De son côté, le ministre en charge des Infrastructures, Kodjo Adedze, a souligné que les dysfonctionnements relèvent de responsabilités partagées entre l’État et les entreprises, appelant à une mobilisation collective pour livrer des ouvrages conformes à la vision d’une « République des résultats ». À l’issue des travaux, plusieurs recommandations structurantes ont été formulées : réalisation d’un état des lieux exhaustif des marchés en souffrance, audit des chantiers abandonnés, renforcement des mécanismes de sanctions et mise en place d’une commission mixte État–secteur des BTP chargée de traiter les problèmes structurels (conflits d’intérêt, préférence nationale, offres sous-évaluées, renforcement des capacités).
Vers une nouvelle gouvernance de la commande publique
Au-delà des constats techniques, cette rencontre traduit une volonté politique claire : restaurer la crédibilité et la performance du secteur des BTP. Le passage du critère du moins-disant à celui de l’offre économiquement la plus avantageuse marque un changement d’approche majeur, privilégiant la qualité, la durabilité et la viabilité financière des projets.
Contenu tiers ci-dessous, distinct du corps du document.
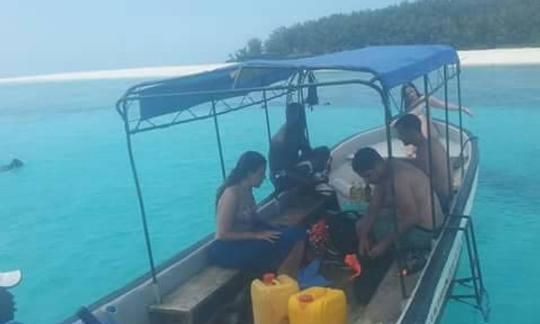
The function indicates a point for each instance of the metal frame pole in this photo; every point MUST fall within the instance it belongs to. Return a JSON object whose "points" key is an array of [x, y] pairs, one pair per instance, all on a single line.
{"points": [[142, 209], [430, 157], [462, 162], [447, 126], [388, 122], [268, 131], [218, 137]]}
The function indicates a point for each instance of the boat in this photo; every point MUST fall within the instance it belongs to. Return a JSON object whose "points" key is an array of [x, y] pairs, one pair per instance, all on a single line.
{"points": [[187, 289]]}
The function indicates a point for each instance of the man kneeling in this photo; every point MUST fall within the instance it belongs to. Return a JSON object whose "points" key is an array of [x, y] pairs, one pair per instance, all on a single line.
{"points": [[413, 205]]}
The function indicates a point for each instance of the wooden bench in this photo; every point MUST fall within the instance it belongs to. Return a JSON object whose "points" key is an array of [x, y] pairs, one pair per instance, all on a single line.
{"points": [[195, 301]]}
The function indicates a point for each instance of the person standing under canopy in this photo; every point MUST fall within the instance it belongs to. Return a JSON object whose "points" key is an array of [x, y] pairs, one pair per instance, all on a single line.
{"points": [[409, 132], [293, 163]]}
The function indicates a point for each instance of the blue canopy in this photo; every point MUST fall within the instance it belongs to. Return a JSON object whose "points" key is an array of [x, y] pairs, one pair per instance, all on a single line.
{"points": [[390, 66]]}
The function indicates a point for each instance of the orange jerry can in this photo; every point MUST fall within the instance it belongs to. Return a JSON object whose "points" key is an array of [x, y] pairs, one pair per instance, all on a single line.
{"points": [[318, 306], [270, 298]]}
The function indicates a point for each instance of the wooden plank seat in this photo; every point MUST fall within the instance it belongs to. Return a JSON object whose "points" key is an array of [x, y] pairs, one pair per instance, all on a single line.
{"points": [[195, 301]]}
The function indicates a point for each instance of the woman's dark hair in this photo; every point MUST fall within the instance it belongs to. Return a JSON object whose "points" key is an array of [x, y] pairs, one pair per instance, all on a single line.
{"points": [[248, 163], [407, 104], [365, 160]]}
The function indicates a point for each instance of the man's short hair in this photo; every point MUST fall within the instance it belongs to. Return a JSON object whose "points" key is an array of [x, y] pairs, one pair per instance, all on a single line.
{"points": [[293, 112], [409, 122], [365, 159]]}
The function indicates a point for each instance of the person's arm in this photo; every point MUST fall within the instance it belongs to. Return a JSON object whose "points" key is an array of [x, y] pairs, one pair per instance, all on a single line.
{"points": [[365, 224], [407, 215], [438, 103], [304, 146], [226, 210]]}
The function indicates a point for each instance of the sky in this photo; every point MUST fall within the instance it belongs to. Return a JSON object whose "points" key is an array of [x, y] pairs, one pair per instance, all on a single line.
{"points": [[57, 36]]}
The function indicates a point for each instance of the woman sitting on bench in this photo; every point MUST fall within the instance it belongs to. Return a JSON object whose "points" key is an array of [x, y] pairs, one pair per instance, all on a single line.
{"points": [[241, 243]]}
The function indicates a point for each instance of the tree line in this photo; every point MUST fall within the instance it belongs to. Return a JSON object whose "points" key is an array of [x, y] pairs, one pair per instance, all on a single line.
{"points": [[464, 24]]}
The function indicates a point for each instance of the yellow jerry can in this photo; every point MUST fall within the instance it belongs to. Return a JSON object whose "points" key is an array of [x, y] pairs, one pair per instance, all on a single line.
{"points": [[270, 298], [318, 306]]}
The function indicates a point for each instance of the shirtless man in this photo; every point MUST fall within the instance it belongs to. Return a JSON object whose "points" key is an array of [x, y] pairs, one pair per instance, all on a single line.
{"points": [[409, 132], [414, 220]]}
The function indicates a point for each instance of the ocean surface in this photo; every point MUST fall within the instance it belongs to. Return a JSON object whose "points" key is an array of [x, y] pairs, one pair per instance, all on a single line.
{"points": [[69, 217]]}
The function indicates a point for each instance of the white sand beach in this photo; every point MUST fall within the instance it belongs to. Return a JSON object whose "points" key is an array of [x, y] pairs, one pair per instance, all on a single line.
{"points": [[507, 56], [489, 57]]}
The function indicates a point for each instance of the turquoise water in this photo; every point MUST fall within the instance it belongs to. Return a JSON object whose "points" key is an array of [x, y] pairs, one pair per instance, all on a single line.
{"points": [[69, 217]]}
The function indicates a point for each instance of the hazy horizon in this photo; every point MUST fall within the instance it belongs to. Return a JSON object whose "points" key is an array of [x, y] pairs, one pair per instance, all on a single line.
{"points": [[60, 36]]}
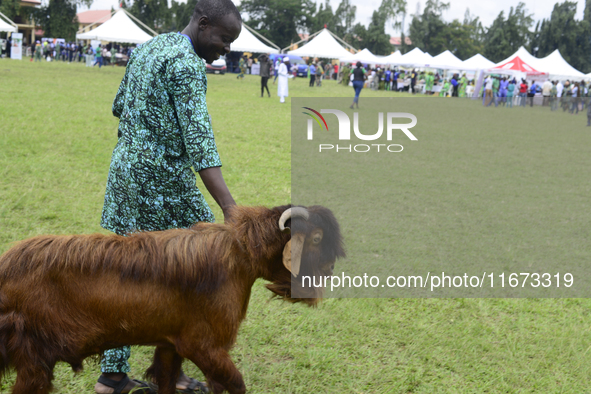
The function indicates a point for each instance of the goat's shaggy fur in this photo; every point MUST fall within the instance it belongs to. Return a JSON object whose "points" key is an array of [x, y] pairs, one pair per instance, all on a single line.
{"points": [[64, 298]]}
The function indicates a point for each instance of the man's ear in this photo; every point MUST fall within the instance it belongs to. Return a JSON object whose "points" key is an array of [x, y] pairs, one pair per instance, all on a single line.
{"points": [[203, 22]]}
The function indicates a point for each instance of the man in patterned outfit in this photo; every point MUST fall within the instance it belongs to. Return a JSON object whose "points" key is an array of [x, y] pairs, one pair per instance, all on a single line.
{"points": [[164, 130]]}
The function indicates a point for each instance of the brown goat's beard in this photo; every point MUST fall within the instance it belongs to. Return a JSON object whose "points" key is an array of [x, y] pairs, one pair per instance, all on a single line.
{"points": [[282, 286]]}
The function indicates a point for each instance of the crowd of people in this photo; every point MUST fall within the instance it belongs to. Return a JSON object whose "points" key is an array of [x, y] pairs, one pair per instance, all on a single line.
{"points": [[76, 52]]}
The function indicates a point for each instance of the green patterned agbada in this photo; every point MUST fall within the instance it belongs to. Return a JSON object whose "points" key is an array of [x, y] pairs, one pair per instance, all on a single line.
{"points": [[164, 129]]}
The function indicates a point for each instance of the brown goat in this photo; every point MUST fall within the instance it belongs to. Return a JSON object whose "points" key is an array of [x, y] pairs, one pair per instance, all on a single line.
{"points": [[64, 298]]}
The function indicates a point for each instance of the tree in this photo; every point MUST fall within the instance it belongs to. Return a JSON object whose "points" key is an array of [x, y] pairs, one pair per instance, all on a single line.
{"points": [[324, 17], [181, 14], [58, 19], [394, 11], [279, 20], [505, 36], [10, 8], [154, 13], [345, 16], [374, 37], [427, 31], [569, 36]]}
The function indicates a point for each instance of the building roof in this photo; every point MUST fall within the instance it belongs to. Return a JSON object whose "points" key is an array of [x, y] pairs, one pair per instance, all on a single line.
{"points": [[30, 2], [93, 16], [397, 40]]}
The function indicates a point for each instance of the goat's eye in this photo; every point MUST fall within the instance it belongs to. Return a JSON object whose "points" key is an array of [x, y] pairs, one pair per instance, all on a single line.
{"points": [[317, 237]]}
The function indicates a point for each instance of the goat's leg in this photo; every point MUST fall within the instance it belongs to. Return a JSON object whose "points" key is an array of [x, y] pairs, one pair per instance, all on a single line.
{"points": [[218, 368], [165, 369], [33, 378]]}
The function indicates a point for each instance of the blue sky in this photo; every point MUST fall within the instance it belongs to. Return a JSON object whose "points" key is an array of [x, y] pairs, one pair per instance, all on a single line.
{"points": [[487, 10]]}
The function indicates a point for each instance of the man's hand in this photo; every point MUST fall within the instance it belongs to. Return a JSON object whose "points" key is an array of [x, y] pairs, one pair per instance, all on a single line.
{"points": [[216, 186]]}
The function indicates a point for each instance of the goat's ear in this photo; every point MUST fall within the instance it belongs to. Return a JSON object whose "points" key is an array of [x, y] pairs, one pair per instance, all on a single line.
{"points": [[292, 253]]}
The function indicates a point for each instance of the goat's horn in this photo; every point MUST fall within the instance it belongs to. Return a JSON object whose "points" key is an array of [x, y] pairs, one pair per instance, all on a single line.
{"points": [[292, 212]]}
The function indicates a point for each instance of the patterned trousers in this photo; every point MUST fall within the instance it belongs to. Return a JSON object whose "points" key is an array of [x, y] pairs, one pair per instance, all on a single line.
{"points": [[116, 360]]}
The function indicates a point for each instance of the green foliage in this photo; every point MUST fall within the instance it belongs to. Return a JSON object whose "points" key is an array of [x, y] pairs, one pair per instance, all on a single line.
{"points": [[154, 13], [394, 11], [279, 20], [427, 31], [181, 13], [10, 8], [54, 166], [58, 19], [569, 36], [345, 15], [505, 36]]}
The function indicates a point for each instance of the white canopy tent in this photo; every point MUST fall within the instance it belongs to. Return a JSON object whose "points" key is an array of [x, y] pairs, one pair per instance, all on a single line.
{"points": [[120, 28], [447, 61], [416, 58], [10, 28], [364, 56], [477, 62], [524, 55], [555, 65], [392, 59], [322, 45], [247, 42]]}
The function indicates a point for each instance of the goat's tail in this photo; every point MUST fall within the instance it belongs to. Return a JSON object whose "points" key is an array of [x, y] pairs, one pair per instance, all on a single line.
{"points": [[6, 335]]}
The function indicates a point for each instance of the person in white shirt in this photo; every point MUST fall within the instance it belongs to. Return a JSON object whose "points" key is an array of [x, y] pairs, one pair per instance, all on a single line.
{"points": [[488, 90], [282, 88], [559, 89]]}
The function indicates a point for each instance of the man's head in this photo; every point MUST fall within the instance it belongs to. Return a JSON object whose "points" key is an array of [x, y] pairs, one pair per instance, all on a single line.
{"points": [[215, 24]]}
La mise en place d’une commission mixte permanente pourrait constituer un levier décisif pour prévenir les blocages récurrents et instaurer un dialogue institutionnalisé entre l’administration et les entreprises. L’enjeu est double : sécuriser l’investissement public et favoriser l’émergence d’entreprises nationales compétitives à l’échelle sous-régionale. En filigrane, c’est la crédibilité de la dépense publique et l’efficacité de l’action gouvernementale qui sont en jeu, dans un contexte où les attentes sociales en matière d’infrastructures restent élevées.
Investissements massifs et ambition de durabilité
Ces cinq dernières années, près de 3 000 milliards de FCFA ont été consacrés aux investissements publics, dont une part significative aux infrastructures. Cet engagement s’inscrit dans la vision portée par le Président de la République, Faure Essozimna Gnassingbé, qui déclarait en octobre 2025 à Luanda, lors d’un sommet sur le financement des infrastructures africaines : « Construire, c’est bien. Mais construire mieux est essentiel. Nos infrastructures doivent être durables, résilientes et bien entretenues. Elles doivent être gouvernées avec rigueur. » La rencontre du 12 février intervient également après le lancement du comité régional du CCESP à Kara en janvier 2026, confirmant une dynamique de concertation renforcée en ce début d’année. En s’attaquant aux failles structurelles du secteur des BTP, les autorités togolaises entendent ainsi consolider les acquis, renforcer la gouvernance et inscrire durablement les infrastructures nationales dans une logique d’efficacité, de responsabilité et de résultats concrets.